Baley preguntó ásperamente:
—¿Está seguro de que no lo sabe, doctor Fastolfe?
—¿Qué insinúa? Acabo de decirle que no lo sé.
—Permítame exponerle algo. Supongo que los auroranos, en general, saben que he venido al planeta para tratar de solventar este problema. Sería difícil traerme aquí en secreto, considerando que soy terrícola y esto es Aurora.
—Sí, desde luego, y no he intentado hacer tal cosa. Consulté al presidente del Cuerpo Legislativo y le convencí para que me autorizara a hacerle venir. Así es como he logrado el aplazamiento del juicio. Se le concederá una oportunidad para resolver el misterio antes de que yo sea procesado. Dudo que el aplazamiento sea muy largo.
—Así pues, repito... Los auroranos, en general, saben que estoy aquí y me imagino que también saben exactamente por qué: porque debo resolver el enigma de la muerte de Jander.
—Naturalmente. ¿Qué otra razón podría haber?
—Y desde el momento en que subí a la nave que me ha traído aquí, usted me ha mantenido bajo una estrecha y constante vigilancia por miedo a que sus enemigos intentaran eliminarme, juzgándome como una especie de mago que podría resolver el enigma de tal modo que usted resultara ganador, a pesar de que todas las posibilidades estén en contra mía.
—Me temo que así es, en efecto.
—Suponga que alguien que no quiere ver el enigma resuelto y a usted, doctor Fastolfe, exculpado consiguiera matarme. ¿No decantaría eso las simpatías en su favor? ¿No pensaría la gente que sus enemigos le consideraban, en realidad, inocente o no temerían la investigación hasta el punto de querer matarme?
—Un razonamiento bastante complicado, señor Baley. Supongo que, debidamente explotada, su muerte podría utilizarse para dicho propósito, pero eso es algo que no ocurrirá. Está usted protegido y no le matarán.

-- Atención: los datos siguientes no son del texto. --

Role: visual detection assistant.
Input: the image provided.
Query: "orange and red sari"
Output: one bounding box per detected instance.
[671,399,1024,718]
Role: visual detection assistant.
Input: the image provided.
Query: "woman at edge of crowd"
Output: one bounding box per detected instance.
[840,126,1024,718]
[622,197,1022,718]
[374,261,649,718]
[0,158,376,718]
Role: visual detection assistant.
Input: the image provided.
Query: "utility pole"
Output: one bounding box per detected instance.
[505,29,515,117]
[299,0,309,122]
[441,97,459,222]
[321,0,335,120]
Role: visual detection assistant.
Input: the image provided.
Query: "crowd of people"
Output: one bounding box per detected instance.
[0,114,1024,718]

—Pero ¿por qué protegerme, doctor Fastolfe? ¿Por qué no dejar que me maten y usar mi muerte como un medio para ganar?
—Porque yo preferiría que continuara vivo y lograra demostrar mi inocencia.
Baley objetó:
—Pero usted sabe que no puedo demostrar su inocencia.
—Quizá pueda. Tiene todos los incentivos. El bienestar de la Tierra depende de su actuación y, como me ha dicho, también su propia carrera.
—¿De qué sirven los incentivos? Si usted me ordenara volar agitando los brazos y me dijera que si fracasaba, me torturarían hasta matarme y la Tierra sería destruida y toda su población aniquilada, tendría un incentivo enorme para agitar mis alas y volar, pero seguiría siendo incapaz de hacerlo.
Fastolfe reconoció con desasosiego:
—Sé que hay pocas posibilidades.
—Sabe que no hay ninguna —replicó Baley con violencia—, y que sólo mi muerte puede salvarle.
—Entonces no me salvaré, porque estoy haciendo todo lo posible para que mis enemigos no puedan llegar hasta usted.
—Pero usted sí puede.
—¿Qué?
—Mi idea, doctor Fastolfe, es que podría matarme usted mismo y hacer que pareciese obra de sus enemigos. Luego utilizaría mi muerte en contra de ellos... y que ésta es la razón por la que me ha traído a Aurora.
Por un momento, Fastolfe miró a Baley con una especie de suave sorpresa y luego, en un acceso de pasión tan repentina como extrema, su cara enrojeció y se contrajo en una horrible mueca. Agarrando el especiero, lo levantó por encima de su cabeza y bajó el brazo para lanzárselo a Baley.
Y Baley, cogido totalmente por sorpresa, apenas logró encogerse en la silla.